Field of the Invention
The present invention relates to a brake disc and, more particularly, to a brake disc manufacturing by combining different kinds of materials.
Description of Related Art
In general, a brake disc applied to vehicles includes a hub part connected to a drive shaft and a disc part contacting a friction material.
The disc part substantially generates frictional force and thus converts kinetic energy into thermal energy and thus requires high heat resistance and abrasion resistance and, for the present purpose, the disc part may be formed of cast iron.
However, cast iron is based on iron and thus has a high density and is heavy.
Therefore, to reduce the weight of the brake disc, weight reduction technology, in which a disc part directly generating friction is formed of cast iron and a hub part to connect the disc part to a drive shaft is formed of an aluminum alloy, has been developed.
However, since it is difficult to execute surface junction between cast iron and an aluminum alloy by welding, a method of structurally combining a disc part and a hub part formed of cast iron and the aluminum alloy with each other using protrusions and recesses has been used.
That is, a disc part formed of cast iron is manufactured to have a ring shape, a hub part is formed by injecting molten aluminum to surround connection parts protruding from the inner circumferential surface of the disc part and, thereby, the disc part and the hub part formed of different kinds of materials may be combined integrally with each other.
FIG. 1 and FIG. 2 illustrate a conventional structure of combining a disc part and a hub part with each other. As shown in FIG. 1 and FIG. 2, a disc part 10 and a hub part 20 are combined into one body to be rotatable by inserting connection parts 30 protruding from the inside circumferential surface of the disc part 10 into recesses 21 of the hub part 20.
Here, the connection part 30 is divided into a curved section 31 extending from the inside circumferential surface of the disc part 10, a parallel section 32 extending from the end of the curved section 31, and an inclined section 33 extending from the end of the parallel section 32.
The curved section 31 and the inclined section 32 are configured wherein the widths thereof gradually decrease in a direction toward the hub part 20, and the parallel section 32 has a uniform width and thus contact the inside surface of the recess 21 of the hub part 20.
When the disc part 10 and the hub part 20 are connected through such a structure, combination between the disc part 10 and the hub part 20 may be stably maintained although thermal expansion and thermal stress occurs due to frictional heat during braking.
However, cast iron and an aluminum alloy have different coefficients of thermal expansion and, when heat generated from the disc part 10 is transmitted to the hub part 20 and thus the disc part 10 momentarily contracts and the hub part 20 expands, stick-slip occurs due to stress between the disc part 10 and the hub part 20, thus generating noise.

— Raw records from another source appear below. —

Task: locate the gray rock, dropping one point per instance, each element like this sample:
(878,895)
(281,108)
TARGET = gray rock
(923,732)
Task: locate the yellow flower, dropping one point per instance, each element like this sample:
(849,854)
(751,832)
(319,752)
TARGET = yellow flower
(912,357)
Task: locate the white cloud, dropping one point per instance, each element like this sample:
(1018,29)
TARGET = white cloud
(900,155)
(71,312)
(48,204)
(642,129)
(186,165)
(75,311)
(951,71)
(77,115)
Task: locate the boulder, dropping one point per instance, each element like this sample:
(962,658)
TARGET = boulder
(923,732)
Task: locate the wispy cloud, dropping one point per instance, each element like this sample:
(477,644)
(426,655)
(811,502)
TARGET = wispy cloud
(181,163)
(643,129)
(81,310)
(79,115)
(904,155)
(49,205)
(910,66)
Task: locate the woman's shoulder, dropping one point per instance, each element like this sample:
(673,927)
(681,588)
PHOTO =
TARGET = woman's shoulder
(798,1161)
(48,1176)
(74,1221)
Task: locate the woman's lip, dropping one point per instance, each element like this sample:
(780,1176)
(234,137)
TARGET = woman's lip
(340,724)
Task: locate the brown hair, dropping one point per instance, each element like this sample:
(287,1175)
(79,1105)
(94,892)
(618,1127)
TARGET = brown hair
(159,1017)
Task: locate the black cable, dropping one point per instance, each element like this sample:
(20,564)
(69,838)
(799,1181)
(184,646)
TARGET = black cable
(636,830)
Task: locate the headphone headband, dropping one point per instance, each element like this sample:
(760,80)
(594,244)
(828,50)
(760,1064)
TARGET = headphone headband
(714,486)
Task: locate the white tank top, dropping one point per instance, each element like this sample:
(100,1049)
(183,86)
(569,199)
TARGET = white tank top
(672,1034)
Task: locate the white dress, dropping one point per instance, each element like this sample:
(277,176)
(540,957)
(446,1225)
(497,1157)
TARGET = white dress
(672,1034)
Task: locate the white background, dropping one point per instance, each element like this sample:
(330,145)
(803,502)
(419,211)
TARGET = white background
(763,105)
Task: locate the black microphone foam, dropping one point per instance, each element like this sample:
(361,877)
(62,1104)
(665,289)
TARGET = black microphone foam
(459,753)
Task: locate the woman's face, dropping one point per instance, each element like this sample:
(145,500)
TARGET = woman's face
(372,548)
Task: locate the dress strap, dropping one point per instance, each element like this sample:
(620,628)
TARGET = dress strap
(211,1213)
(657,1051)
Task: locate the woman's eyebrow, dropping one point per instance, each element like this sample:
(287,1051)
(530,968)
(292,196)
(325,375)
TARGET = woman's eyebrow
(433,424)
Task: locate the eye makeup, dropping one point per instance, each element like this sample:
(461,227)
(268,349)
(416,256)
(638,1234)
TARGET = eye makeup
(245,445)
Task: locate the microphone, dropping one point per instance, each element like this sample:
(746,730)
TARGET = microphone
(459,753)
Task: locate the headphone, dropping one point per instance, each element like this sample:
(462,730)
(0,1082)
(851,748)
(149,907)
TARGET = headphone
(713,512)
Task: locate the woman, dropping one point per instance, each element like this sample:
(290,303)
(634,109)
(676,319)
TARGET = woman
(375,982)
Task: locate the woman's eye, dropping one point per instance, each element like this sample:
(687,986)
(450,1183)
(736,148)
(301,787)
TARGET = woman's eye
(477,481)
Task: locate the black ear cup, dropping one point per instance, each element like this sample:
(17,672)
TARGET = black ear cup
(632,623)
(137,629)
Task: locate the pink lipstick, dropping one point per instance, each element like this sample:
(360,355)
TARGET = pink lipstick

Since stick-slip is increased in proportion to exciting force determined by stress (N)×difference of coefficients of friction {static friction coefficient (μs)−dynamic friction coefficient (μk)} and thereby noise is increased, to reduce such noise, stress between the disc part and the hub part should be reduced.
The information disclosed in this Background of the Invention section is only for enhancement of understanding of the general background of the invention and should not be taken as an acknowledgement or any form of suggestion that this information forms the prior art already known to a person skilled in the art.